Scientists from the SETI Institute and Purdue University have found that the only way to produce Deimos’s unusually tilted orbit is for Mars to have had a ring billions of years ago. While some of the more massive planets in our solar system have giant rings and numerous big moons, Mars only has two small, misshapen moons, Phobos and Deimos. Although these moons are small, their peculiar orbits hide important secrets about their past.
For a long time, scientists believed that Mars’s two moons, discovered in 1877, were captured asteroids. However, since their orbits are almost in the same plane as Mars’s equator, that the moons must have formed at the same time as Mars.
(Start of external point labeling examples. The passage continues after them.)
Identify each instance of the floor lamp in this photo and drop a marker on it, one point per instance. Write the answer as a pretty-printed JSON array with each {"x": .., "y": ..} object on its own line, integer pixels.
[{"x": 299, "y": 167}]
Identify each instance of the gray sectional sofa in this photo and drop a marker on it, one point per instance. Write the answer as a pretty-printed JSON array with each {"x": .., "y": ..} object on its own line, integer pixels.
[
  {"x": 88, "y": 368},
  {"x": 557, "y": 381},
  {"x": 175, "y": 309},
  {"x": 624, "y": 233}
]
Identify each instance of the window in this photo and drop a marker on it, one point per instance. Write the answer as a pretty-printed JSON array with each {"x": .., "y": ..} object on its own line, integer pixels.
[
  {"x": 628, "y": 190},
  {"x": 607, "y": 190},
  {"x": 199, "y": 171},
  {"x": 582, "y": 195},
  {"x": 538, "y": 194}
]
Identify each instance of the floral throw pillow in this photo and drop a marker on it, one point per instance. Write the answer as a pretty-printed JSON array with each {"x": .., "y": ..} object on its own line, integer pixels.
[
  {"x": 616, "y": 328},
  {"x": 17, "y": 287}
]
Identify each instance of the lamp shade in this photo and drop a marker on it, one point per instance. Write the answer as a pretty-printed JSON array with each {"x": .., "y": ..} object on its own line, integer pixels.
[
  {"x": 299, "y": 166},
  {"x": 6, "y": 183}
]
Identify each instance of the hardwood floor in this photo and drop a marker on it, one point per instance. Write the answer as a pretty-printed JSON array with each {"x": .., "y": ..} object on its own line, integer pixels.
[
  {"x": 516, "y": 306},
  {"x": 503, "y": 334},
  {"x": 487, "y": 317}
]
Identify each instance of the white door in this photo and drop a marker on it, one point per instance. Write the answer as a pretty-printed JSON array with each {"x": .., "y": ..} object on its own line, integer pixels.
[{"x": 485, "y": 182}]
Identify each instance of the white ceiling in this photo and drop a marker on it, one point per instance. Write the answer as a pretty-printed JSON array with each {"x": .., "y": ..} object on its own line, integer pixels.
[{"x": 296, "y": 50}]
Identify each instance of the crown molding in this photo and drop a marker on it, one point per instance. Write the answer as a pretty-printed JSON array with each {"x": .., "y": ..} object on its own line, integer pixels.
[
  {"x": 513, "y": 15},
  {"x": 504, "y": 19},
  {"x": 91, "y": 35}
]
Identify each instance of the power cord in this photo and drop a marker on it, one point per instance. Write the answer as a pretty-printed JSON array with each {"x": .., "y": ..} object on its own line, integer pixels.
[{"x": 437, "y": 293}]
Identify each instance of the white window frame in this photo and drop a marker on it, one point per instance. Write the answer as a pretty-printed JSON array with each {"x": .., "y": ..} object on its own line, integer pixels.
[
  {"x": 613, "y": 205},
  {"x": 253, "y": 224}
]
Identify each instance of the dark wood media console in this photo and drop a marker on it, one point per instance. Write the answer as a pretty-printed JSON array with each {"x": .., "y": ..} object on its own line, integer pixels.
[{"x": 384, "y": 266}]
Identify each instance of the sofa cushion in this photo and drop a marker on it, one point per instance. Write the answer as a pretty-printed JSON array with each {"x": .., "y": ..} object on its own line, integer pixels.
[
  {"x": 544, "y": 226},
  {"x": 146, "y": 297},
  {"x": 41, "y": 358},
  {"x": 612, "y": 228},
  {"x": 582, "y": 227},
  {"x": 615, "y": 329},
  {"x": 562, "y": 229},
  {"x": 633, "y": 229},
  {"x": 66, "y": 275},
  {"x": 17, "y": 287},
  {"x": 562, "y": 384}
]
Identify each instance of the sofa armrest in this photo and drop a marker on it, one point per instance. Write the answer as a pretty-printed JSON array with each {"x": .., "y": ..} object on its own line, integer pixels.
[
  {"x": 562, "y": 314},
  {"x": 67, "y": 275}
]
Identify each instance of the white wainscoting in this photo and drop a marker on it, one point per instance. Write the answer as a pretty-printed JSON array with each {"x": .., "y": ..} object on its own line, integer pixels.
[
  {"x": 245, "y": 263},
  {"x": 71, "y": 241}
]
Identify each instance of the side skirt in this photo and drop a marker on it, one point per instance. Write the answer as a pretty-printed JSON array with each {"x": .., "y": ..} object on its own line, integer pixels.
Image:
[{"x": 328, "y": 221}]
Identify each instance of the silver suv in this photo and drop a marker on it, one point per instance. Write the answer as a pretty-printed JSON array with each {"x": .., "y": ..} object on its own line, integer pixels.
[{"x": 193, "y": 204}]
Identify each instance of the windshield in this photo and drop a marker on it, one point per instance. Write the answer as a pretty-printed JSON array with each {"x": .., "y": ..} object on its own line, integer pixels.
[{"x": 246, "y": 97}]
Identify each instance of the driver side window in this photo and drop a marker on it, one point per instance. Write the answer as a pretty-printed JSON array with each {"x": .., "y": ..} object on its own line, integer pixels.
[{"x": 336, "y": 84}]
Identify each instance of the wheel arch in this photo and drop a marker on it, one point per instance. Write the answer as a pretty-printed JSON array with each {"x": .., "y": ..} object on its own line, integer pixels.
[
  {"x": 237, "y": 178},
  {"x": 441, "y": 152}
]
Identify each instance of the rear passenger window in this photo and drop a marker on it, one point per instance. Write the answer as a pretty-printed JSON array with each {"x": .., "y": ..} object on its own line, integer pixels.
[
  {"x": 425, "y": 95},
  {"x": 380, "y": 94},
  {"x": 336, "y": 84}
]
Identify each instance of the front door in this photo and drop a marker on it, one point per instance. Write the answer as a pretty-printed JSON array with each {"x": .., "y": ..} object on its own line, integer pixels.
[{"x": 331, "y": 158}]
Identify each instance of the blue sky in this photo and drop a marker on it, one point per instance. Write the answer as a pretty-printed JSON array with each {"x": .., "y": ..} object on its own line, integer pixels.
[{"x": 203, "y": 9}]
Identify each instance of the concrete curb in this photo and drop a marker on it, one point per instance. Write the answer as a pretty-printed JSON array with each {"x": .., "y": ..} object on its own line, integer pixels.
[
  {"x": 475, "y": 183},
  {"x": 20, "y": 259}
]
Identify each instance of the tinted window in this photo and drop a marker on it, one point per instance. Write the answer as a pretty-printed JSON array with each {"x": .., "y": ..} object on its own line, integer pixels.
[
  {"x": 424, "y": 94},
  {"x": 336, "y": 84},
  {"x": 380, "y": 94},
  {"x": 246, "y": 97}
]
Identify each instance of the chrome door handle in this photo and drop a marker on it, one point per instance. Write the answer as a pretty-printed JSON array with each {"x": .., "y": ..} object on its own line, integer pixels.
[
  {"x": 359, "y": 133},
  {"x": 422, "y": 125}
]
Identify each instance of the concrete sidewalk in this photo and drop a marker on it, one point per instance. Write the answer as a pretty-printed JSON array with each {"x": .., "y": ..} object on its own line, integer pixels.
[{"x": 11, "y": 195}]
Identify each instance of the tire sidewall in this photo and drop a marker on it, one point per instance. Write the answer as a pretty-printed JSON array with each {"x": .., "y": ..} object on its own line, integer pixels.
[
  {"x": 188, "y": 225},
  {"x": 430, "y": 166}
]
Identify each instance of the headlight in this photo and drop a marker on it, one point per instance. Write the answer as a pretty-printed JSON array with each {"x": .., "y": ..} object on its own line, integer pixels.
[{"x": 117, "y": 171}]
But the orbit of the smaller, more distant moon Deimos is tilted by two degrees.
“The fact that Deimos’s orbit is not exactly in plane with Mars’s equator was considered unimportant, and nobody cared to try to explain it,” says lead author Matija Ćuk, a research scientist at the SETI Institute. “But once we had a big new idea and we looked at it with new eyes, Deimos’s orbital tilt revealed its big secret.”
This significant new idea was put forward in 2017 by Ćuk’s co-author David Minton, professor at Purdue University and his then-graduate student Andrew Hesselbrock. Hesselbrock and Minton noted that Mars’s inner moon, Phobos, is losing height as its tiny gravity is interacting with the looming Martian globe. Soon, in astronomical terms, Phobos’s orbit will drop too low, and Mars’s gravity will pull it apart to make a ring around the planet. Hesselbrock and Minton proposed that over billions of years, generations of Martian moons were destroyed into rings. Each time, the ring would then give rise to a new, smaller moon to repeat the cycle over again.
This cyclic Martian moon theory has one crucial element that makes Deimos’s tilt possible: a newborn moon would move away from the ring and Mars. Which is in the opposite direction from the inward spiral Phobos is experiencing due to gravitational interactions with Mars. An outward-migrating moon just outside the rings can encounter a so-called orbital resonance, in which Deimos’s orbital period is three times that of the other moon.
These orbital resonances are picky but predictable about the direction in which they are crossed. We can tell that only an outward-moving moon could have strongly affected Deimos, which means that Mars must have had a ring pushing the inner moon outward. Ćuk and collaborators deduce that this moon may have been 20 times as massive as Phobos, and may have been its “grandparent” existing just over 3 billion years ago, which was followed by two more ring-moon cycles, with the latest moon being Phobos.
This insight from a modest tilt of a humble moon’s orbit has some significant consequences for our understanding of Mars and its moons. The discovery of the past orbital resonance all but clinches the cyclic ring-moon theory for Mars. It implies that for much of its history, Mars possessed a prominent ring. While Deimos is billions of years old, Ćuk and collaborators believe Phobos is young as astronomical objects go, forming maybe only 200 million years ago, just in time for the dinosaurs.
These theories may be up for some serious testing in a few years, as Japanese space agency JAXA plans to send a spacecraft to Phobos in 2024, which would collect samples from the moon’s surface and bring them back to Earth. Ćuk is hopeful that this will give us firm answers about the murky past of the Martian moons: “I do theoretical calculations for a living, and they are good, but getting them tested against the real world now and then is even better.”
This research is presented at the 236th Meeting of the American Astronomical Society, held virtually on June 1-3, 2020, and is accepted for publication in the Astrophysical Journal Letters.